Queridos irmãos e irmãs, avancemos juntos, para que seja cada vez mais amistoso o caminho das religiões. Abai dizia que «o falso amigo é como uma sombra: quando o sol brilha sobre ti, não te livrarás dele, mas quando as nuvens se acumularem sobre ti, não se fará ver em parte alguma» (Palavra 37). Que isso não aconteça connosco! O Altíssimo liberte-nos das sombras da suspeita e da falsidade; conceda-nos cultivar amizades ensolaradas e fraternas, através do diálogo frequente e da sinceridade luminosa das intenções.

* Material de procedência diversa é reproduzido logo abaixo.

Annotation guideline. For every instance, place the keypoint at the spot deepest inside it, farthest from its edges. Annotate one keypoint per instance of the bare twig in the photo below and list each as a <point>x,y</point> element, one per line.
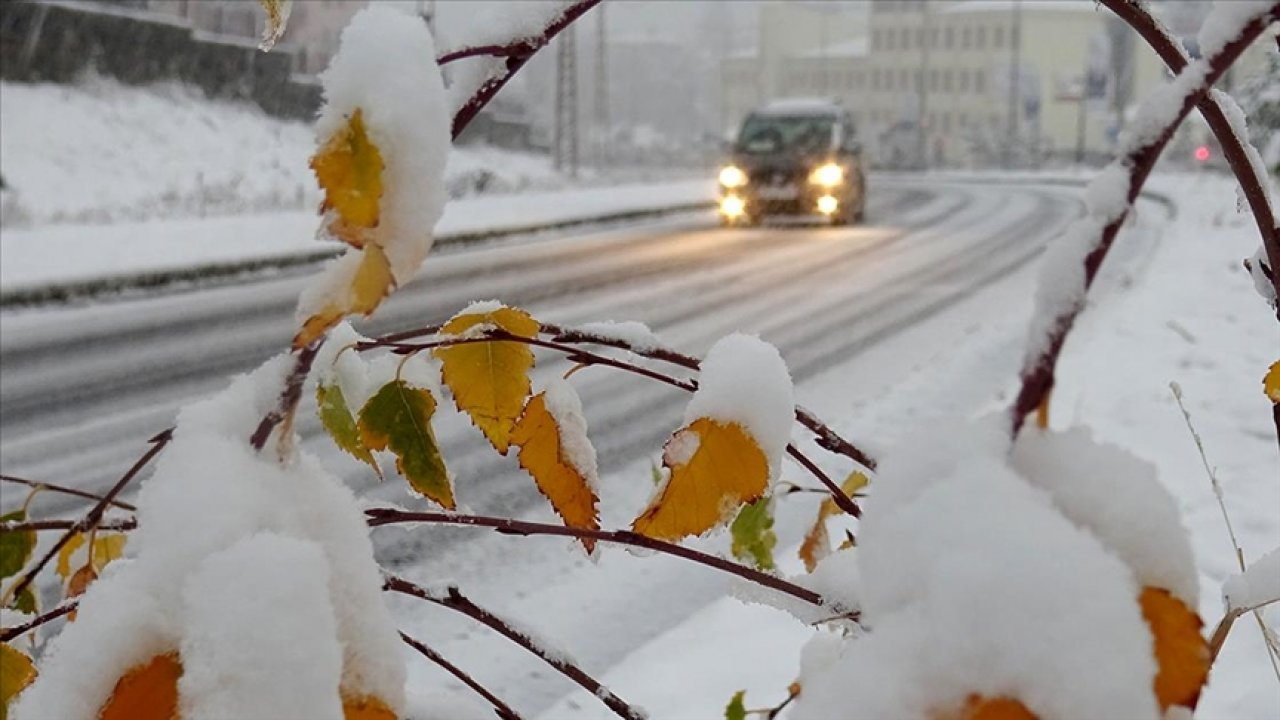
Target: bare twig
<point>16,630</point>
<point>455,600</point>
<point>379,516</point>
<point>1211,108</point>
<point>501,707</point>
<point>95,515</point>
<point>1038,372</point>
<point>63,490</point>
<point>1224,627</point>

E desejo agradecer aqui o esforço do Cazaquistão neste ponto: sempre procura unir, sempre procura incentivar o diálogo, sempre procura construir a amizade. Isto é um exemplo que o Cazaquistão dá a todos nós e devemos segui-lo, apoiá-lo. Não procuremos falsos sincretismos conciliatórios – não servem –, mas guardemos as nossas identidades abertas à coragem da alteridade, ao encontro fraterno. Só assim, por este caminho, nos tempos sombrios que vivemos, poderemos irradiar a luz do nosso Criador. A todos vós, obrigado!